Looking up from his notebook DC Hassan says, ‘Can you tell us about the last time you saw her?’
For an instant Cullen’s mind toggles back to Zoe. He blinks away the thought and takes a deep breath, staring at the ceiling in a simulacrum of remembering, then looking first at Hassan and then at Worsley, he says, ‘I’m not sure when that would have been exactly. Oh, wait a moment, yes. We were obliged to hold a fitness to study meeting with her.’
‘We?’ asks DC Hassan.
‘Yes, the head of student welfare, Dr Lea Keane, and myself. When a student is struggling academically, we request a meeting to talk about how to improve things. Unfortunately Natasha had proved herself to be unsuited to the rigors of Avon. As I remember we suggested a transfer to another, less academically exacting, course at another university. She wasn’t very happy about it. I hope we didn’t inadvertently set the stage for what was to come, but I’m afraid that, these days, quite a few students come to us who really aren’t well suited for the academic life.’
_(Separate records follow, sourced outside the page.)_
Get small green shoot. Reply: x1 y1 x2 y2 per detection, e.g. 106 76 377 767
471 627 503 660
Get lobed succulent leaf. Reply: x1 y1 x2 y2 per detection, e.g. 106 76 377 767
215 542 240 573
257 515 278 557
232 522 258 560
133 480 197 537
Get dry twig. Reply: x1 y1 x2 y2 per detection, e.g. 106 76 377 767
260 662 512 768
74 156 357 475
‘And Natasha was one of those?’ asks DC Worsley.
‘Yes,’ Cullen says, decisively, then when neither of the pair responds, he goes on, ‘I can show you her academic record if you like. Very poor.’
Another exchange of looks between Hassan and Worsley. What are they plotting? The thought suddenly arises that they may have spoken with Nevis Smith. But they wouldn’t be minded to believe anything she said, would they? Hassan and Worsley are probably not the sharpest tools in the box but even they would see Nevis’s claims for what they were, the delusions of a girl with a crush on her teacher. His mind steps back to that lunch at Luigi’s. He blinks to rid himself of the memory. Focus, that’s what’s required here. Outwit the enemy.
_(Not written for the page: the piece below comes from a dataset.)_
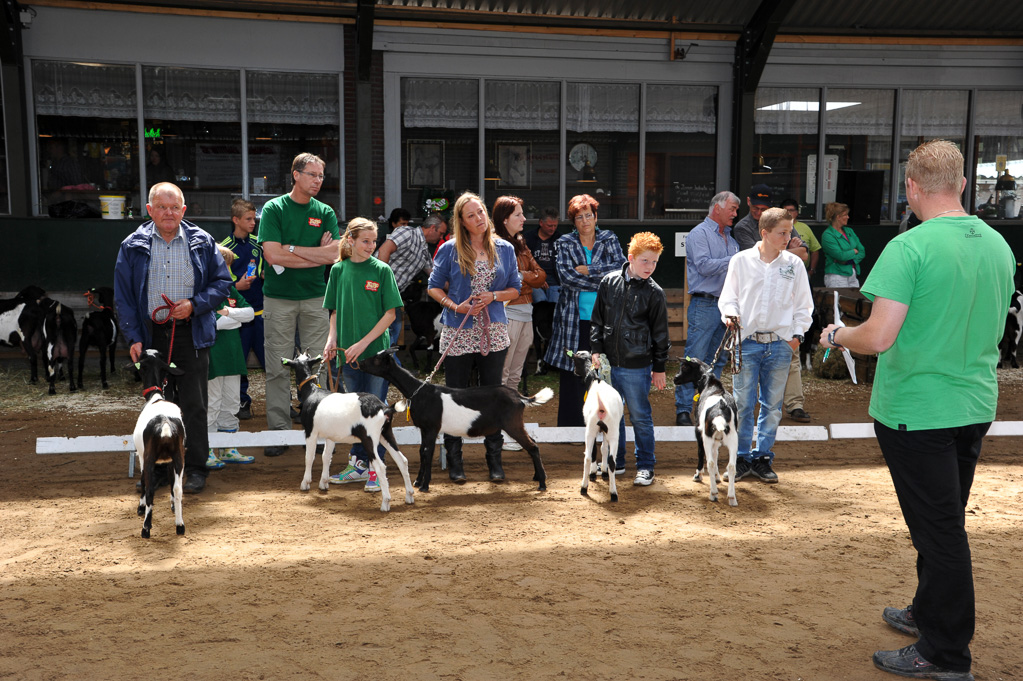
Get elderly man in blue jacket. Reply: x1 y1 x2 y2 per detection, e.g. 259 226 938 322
114 182 231 494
‘You might have come across the phenomenon of suicide contagion, officers?’ He pauses long enough for the word officers to bed in. ‘Unfortunately this is what I believe was going on here. Natasha was a good friend of another of our students, Jessica Easton. As you might know, Jessica very sadly took her own life a couple of weeks ago. Before that there was another incident, very likely a suicide attempt, by Satnam Mann, who was also a friend of the other tw
o. It starts with one student and spreads to their friends. There was another incident of it, if you remember, at Midland University a good while back now. Four or five suicides that time, I believe. And a plague of copycat suicides in America in 2015, as I recall. Shocking but very difficult to predict or prevent. Studies…’ he tails off, wary of sounding rehearsed.
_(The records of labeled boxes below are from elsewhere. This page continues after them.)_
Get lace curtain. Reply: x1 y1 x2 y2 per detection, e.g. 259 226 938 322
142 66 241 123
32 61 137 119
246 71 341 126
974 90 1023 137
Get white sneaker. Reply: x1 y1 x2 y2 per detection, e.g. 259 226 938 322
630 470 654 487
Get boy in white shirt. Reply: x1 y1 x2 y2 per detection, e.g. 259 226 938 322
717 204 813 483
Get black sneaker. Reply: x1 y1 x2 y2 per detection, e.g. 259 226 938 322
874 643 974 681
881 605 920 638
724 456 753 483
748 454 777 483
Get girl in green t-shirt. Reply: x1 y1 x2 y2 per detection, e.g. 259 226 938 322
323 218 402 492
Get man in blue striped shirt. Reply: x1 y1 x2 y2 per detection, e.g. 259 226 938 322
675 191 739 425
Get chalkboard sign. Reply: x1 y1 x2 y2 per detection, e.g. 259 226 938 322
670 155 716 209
‘We are aware that copycat suicides can happen, yes,’ says DC Hassan. ‘But…’
Cullen raises a hand to continue. So long as I’m talking, he thinks, they can’t do anything. Can’t arrest me or even ask me questions. He takes a deep breath. ‘It goes without saying that after Jessica…’ he searches in his mind for a delicate expression ‘…left us, the university did all it could to reach out to anyone who knew her, other students, her friends…’ he fleshes out the university’s student welfare policy, its reputation for student satisfaction. Before him, the police officers listen in respectful silence, nod, occasionally glancing at one another. This is going very well, he thinks, very well indeed. ‘So, as I say, you’d be better off speaking to Mark Ratner,’ he says.
The police look blank and say nothing, which is unnerving. Eventually DC W— the woman anyway, he can’t recall her name – cracks a slow and unconvincing smile and says, ‘Your former colleague.’ She checks her notes. ‘Dr Mark Ratner. He’s heading to Thirsk, we believe.’
Cullen blinks, and coughs to buy himself a little time. Have they already been looking into Ratner? He is sure that he hasn’t mentioned Thirsk. They must already know it. Who else have they spoken to? Feeling very rattled indeed, he takes a deep breath. Nothing for it but to talk his way out of this one. ‘If you must know, I think Dr Ratner may have quite a bit to answer for. He is, shall we say, quite one for the young ladies.’ Be careful, he thinks, you don’t want to incriminate yourself here. ‘I don’t know for sure, but it’s possible that he had an eye for Natasha and for Jessica. It’s not unknown for Mark to go off piste, as it were.’